Hay algo que no podemos negar: el presidente está cumpliendo con aquello que se encontraba en el ideario de Perú Libre presentado ante el JNE (nueva Constitución, extremistas de izquierda gobernando, etc.). Más bien, aquellos que le confiaron su voto ¿no estarán pecando de ingenuos al suponer que su acción en el gobierno iba a ser distinta?
No obstante esta interrogante planteada, hay algunos hechos que no podemos pasar por alto, y uno de ellos es la inconsistencia de la palabra del presidente. Aquí no hago alusión a su pobre capacidad oratoria, sino a lo peligroso que termina siendo confiar en su palabra.
Aparentemente nos encontramos ante alguien sin suficiente carácter, que no puede sostener en el tiempo sus ofrecimientos. Al recibir sus credenciales como presidente hizo un llamado a la unidad y a la mesura, pero en su mensaje a la nación de 28 de julio reiteró su deseo de convocar a una asamblea constituyente y al día siguiente nombró primer ministro a un investigado por apología al terrorismo como Guido Bellido. Este acto está generando un terremoto en nuestra economía, que amenaza con destruir en muy poco tiempo lo avanzado en 3 décadas.
Estos hechos me hacen reflexionar sobre un problema estructural de nuestro país que en 200 años no hemos podido resolver. Este es la endémica crisis de confianza que existe en nuestra sociedad. El capital de un político se basa en la confianza que este pueda proyectar hacia la ciudadanía y esta se logra actuando con coherencia, transparencia, honestidad, templanza y prudencia. ¿Vemos estas virtudes en nuestro actual presidente? ¿Podemos asegurar que las decisiones que está tomando son resultado de una adecuada reflexión? ¿Por qué no permitió el ingreso de la prensa a la juramentación del Gabinete Bellido? ¿Es realmente él quien gobierna?

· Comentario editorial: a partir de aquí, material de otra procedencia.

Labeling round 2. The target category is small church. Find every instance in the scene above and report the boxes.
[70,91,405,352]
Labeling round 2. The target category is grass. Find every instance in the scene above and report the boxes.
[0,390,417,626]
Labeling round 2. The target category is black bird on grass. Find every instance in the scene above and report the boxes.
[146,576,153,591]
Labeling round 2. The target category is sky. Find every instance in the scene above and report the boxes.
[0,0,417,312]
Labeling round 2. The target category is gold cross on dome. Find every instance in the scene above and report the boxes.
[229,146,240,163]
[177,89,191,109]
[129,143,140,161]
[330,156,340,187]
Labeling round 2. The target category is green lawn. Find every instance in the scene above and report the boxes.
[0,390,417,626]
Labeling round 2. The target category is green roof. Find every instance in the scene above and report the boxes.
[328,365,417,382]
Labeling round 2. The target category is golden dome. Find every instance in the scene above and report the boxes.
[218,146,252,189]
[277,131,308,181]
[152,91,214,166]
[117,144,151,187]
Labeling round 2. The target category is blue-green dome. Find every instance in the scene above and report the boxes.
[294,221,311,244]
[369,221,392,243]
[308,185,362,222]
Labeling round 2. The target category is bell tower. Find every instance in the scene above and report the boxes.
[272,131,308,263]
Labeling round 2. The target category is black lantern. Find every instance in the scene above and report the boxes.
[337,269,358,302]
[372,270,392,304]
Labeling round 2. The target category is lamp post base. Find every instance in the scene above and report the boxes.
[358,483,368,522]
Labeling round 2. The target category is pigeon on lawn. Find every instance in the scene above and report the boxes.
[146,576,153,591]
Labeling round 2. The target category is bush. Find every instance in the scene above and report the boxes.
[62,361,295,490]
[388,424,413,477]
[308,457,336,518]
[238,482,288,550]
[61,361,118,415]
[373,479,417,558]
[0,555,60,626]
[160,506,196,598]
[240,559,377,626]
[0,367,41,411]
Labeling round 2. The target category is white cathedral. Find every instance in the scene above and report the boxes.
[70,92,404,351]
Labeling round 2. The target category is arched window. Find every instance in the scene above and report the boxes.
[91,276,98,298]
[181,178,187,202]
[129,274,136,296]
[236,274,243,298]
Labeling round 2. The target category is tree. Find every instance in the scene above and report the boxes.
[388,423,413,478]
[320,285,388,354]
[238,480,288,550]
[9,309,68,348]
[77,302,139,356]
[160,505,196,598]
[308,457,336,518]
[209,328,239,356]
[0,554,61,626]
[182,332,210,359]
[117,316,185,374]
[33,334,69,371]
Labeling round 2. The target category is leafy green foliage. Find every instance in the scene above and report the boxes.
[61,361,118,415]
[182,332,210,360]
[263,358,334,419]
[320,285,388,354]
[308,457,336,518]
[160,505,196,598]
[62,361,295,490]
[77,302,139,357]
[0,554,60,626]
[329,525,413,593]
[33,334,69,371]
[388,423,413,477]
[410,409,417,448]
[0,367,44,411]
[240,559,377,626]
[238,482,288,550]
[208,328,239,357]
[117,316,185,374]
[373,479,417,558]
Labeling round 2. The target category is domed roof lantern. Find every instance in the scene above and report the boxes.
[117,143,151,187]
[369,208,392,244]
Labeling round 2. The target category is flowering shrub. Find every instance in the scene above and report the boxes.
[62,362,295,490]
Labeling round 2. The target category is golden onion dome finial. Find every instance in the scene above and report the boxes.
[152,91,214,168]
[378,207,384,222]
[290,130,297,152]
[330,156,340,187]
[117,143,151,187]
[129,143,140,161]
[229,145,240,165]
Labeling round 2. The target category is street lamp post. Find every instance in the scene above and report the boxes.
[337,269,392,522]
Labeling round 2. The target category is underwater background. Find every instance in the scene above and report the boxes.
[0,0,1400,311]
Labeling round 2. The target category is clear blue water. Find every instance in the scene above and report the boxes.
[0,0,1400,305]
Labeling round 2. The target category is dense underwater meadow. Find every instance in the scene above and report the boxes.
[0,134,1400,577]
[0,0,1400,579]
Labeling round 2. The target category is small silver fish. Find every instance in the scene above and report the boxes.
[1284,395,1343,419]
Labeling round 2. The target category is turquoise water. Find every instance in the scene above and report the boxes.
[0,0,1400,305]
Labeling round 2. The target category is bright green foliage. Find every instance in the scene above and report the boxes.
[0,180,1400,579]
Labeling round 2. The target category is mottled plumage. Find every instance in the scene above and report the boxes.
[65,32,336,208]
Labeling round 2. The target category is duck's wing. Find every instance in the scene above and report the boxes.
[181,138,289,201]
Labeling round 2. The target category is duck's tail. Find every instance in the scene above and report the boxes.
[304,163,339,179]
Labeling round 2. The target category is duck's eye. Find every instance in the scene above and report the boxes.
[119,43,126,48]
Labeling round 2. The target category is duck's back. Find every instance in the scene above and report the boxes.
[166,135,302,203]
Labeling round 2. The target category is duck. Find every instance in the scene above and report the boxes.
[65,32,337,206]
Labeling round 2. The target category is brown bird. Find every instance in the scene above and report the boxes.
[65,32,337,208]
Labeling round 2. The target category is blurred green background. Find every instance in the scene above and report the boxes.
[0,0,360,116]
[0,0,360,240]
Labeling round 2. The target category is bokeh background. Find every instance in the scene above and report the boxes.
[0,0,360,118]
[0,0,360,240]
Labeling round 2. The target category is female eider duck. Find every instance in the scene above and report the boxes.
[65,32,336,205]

Si una autoridad no genera confianza, su credibilidad y legitimidad se debilita.
La política debe ser entendida como la búsqueda de consensos y la primacía del diálogo frente al conflicto. El presidente antes de seguir atizando las contradicciones sociales –como pareciera hacer hasta el momento– y antes de destruir todo lo avanzado en las últimas décadas debe entender que ha ganado la elección con votos prestados, que la campaña ya acabó, que la mayoría de peruanos no comulgan con las ideas de su jefe partidario, que ahora gobierna para todos los peruanos y que si continúa por una senda extremista, su final puede ser muy abrupto.
La gloria del militar puede hacerse en el conflicto y en la guerra. Pero la gloria del político se construye en la paz social y la búsqueda del bien común. Esperemos que Castillo cuente con la habilidad necesaria para salir del laberinto en el que se ha metido y escuche las voces que lo conduzcan a la salida y no a las fauces del minotauro.